The application can then be compiled with the API level 10 SDK, but can still be installed on anything with API level 4 or higher. In order to make use of NFC, the application will have to use classes in the android.nfc package, which is not available before API level 9. This may cause a  VerificationError on the application if it is not handled correctly. The solution is to put all dependencies on NFC into separate application classes that are only loaded on devices that actually support NFC. This works because the Dalvik VM only loads and verifies the application classes the first time any method or member in them are accessed. So even though some application classes would not compile on the API level of the device, the application will still run without errors as long as the classes using a higher API level are not touched. The application can check the API level of the device at runtime through the constant ”Build.VERSION.SDK_INT”. The application can also check if the NFC feature is available through the ”PacketManager.hasSystemFeature” method. Note that this method is only available from API level 5, so the API level must be checked first, and the feature check needs to be in a separate application class that is not loaded on lower API level devices.
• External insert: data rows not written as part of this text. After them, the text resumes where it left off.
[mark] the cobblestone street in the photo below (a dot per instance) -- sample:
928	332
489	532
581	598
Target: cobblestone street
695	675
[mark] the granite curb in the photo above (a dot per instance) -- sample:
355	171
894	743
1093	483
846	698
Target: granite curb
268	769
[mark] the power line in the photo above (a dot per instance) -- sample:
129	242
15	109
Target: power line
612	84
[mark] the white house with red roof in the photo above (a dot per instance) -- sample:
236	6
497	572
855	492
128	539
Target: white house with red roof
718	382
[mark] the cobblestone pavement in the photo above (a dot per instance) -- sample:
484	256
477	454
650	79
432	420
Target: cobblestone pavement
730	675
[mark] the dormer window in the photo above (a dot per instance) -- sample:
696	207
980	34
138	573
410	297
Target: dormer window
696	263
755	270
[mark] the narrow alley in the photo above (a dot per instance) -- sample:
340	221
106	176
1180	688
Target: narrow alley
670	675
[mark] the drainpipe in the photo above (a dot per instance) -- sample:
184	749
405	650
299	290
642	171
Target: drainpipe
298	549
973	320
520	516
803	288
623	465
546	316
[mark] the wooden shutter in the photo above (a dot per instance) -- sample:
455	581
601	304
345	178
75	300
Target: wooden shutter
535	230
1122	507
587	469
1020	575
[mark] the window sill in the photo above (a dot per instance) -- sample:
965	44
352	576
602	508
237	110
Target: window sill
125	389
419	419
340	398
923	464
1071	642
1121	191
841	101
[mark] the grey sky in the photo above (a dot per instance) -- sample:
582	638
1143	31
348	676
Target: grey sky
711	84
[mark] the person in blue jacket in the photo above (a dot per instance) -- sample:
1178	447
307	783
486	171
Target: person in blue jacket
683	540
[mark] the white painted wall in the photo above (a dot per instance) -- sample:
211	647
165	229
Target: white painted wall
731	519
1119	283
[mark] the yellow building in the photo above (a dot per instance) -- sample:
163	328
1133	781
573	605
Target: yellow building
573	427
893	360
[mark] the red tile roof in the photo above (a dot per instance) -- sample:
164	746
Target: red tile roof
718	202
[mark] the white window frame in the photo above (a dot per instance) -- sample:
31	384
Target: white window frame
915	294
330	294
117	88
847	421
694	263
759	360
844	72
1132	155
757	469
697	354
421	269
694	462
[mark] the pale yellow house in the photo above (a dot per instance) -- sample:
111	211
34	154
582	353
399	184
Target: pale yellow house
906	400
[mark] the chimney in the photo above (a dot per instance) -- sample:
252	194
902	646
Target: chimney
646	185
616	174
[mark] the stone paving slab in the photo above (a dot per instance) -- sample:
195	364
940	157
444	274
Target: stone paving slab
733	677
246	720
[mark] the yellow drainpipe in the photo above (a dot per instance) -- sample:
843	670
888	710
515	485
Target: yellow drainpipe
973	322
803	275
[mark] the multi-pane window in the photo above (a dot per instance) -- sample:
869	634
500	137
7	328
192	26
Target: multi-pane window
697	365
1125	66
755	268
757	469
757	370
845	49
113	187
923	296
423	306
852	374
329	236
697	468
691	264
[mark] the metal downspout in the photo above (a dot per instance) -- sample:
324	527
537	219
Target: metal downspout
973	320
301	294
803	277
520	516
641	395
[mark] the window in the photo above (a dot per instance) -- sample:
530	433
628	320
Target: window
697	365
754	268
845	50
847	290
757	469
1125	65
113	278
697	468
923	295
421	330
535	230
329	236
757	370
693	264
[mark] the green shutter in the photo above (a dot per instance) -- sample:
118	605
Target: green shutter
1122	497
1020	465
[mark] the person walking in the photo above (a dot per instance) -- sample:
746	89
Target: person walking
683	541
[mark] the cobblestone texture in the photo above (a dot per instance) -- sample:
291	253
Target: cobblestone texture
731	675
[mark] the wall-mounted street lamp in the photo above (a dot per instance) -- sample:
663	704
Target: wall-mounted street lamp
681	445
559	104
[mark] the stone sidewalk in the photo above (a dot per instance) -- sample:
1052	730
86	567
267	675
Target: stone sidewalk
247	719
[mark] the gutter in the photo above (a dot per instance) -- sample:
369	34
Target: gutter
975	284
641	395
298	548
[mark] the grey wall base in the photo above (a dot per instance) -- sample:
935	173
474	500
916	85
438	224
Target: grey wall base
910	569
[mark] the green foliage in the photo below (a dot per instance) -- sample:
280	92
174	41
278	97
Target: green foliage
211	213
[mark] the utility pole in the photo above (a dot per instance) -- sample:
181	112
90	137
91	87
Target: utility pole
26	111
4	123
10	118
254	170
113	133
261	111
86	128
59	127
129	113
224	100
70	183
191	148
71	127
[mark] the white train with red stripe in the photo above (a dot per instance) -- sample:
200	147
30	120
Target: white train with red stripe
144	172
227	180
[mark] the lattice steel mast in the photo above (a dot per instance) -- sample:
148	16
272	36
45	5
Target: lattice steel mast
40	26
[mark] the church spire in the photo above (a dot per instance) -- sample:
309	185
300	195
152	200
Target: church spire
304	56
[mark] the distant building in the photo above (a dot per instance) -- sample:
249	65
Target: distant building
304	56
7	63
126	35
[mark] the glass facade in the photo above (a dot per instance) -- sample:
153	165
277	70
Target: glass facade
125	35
The QR code alternative does not have the same problem with API levels (as the ZXing barcode reader only requires API level 3), but it will obviously only work if the barcode reader is installed. If the integration is implemented by starting the scan from ZXing, which then sends a ”VIEW” intent, then the application is not required to check anything. However in the other integration option, where the application sends an intent to the barcoder reader to initiate the scan, the application must check at runtime if the barcode reader is available. This check can be done with the ”PacketManager.queryIntentActivities” method. When the result of this check is negative, the application could disable any ”scan” button or anything else in the user interface used to initiate a scan operation. The application could also provide a link to the barcode reader in Android market to make it easy for the user to enable the QR code scanning feature. The link could be made like this:

Intent intent = new Intent(Intent.ACTION_VIEW);
intent.setData(Uri.parse("market://search?q=pname:com.google.zxing.client.android"));
startActivity(intent);

In summary, I found that the NFC capability could indeed be used to add a new feature to our application. It would make the application easier to use, and it could be implemented without limiting the availablility of the application to phones that have NFC hardware. If QR codes are used as a complement to NFC tags, then the same functionality could be implemented for phones without NFC.